The Superior Court found that the forgoing rationale and requirements directly apply to cases like Gongloff’s, in which a subcontractor pleads justifiable reliance upon faulty information negligently, albeit implicitly, included in an architect’s design documents. The court noted that the Pennsylvania Supreme Court’s interpretation of Section 552 “requires only that information, a rather general term, be negligently supplied by the design professional.” Although Kimball argued that binding precedent required the plaintiff to expressly identify an “actual misrepresentation” in order to state a negligent misrepresentation claim, the Superior Court distinguished actual misrepresentations from express misrepresentations and rejected Kimball’s argument. Defining “actual” as the “opposite meaning as assumed,” the court found that the “actual misrepresentation alleged by Gongloff here was Kimball’s roof design, composed of tangible documents which exist in fact.” The court held, “The design itself can be construed as a representation by the architect that the plans and specifications, if followed, will result in a successful project.”
Upon acknowledging the trial court’s mistake of law, the Superior Court then concluded that Gongloff alleged sufficient facts to satisfy the necessary elements for a negligent misrepresentation claim. Specifically, the court noted: (1) Gongloff alleged that Kimball supplied its design to the parties working on the project in order to provide guidance as to how the structure was to be built, which taken as true, sufficiently alleged that Kimball understood it was foreseeable that the information would be relied upon by third persons; (2) Kimball qualified as a design professional in the business of supplying information; and (3) Gongloff alleged numerous instances where the constructability of the structure’s roof in accordance with Kimball’s design was either called into question or determined to be impossible, thereby permitting an inference that the design included false information.
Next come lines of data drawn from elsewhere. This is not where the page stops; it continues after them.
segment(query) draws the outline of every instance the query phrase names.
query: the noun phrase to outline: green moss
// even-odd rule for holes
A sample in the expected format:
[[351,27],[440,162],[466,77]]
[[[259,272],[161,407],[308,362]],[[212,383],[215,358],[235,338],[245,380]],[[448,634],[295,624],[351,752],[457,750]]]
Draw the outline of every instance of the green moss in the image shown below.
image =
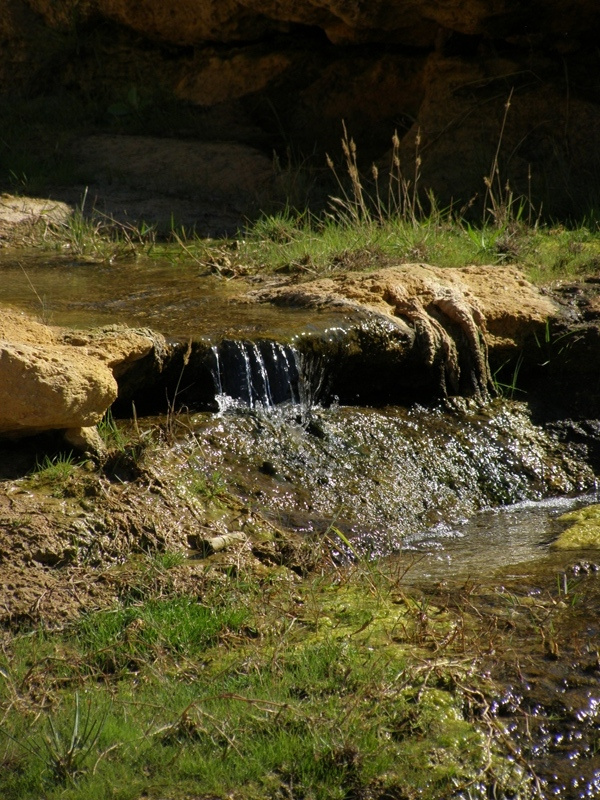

The Superior Court’s ruling in Gongloff enhances the ability of contractors and subcontractors to recover economic losses from negligent design professionals. Now, errors in plans and specifications, even if by omission or silence, can result in the finding of an actual misrepresentation. Similar to an owner’s implied warranty of constructability, a design can be interpreted as a representation by the designer that the design, if followed, will result in a successful project. Architects, engineers, and others engaged in construction project design need to be aware of their exposure to liability for negligent misrepresentation, even where the misrepresentation was not expressly made.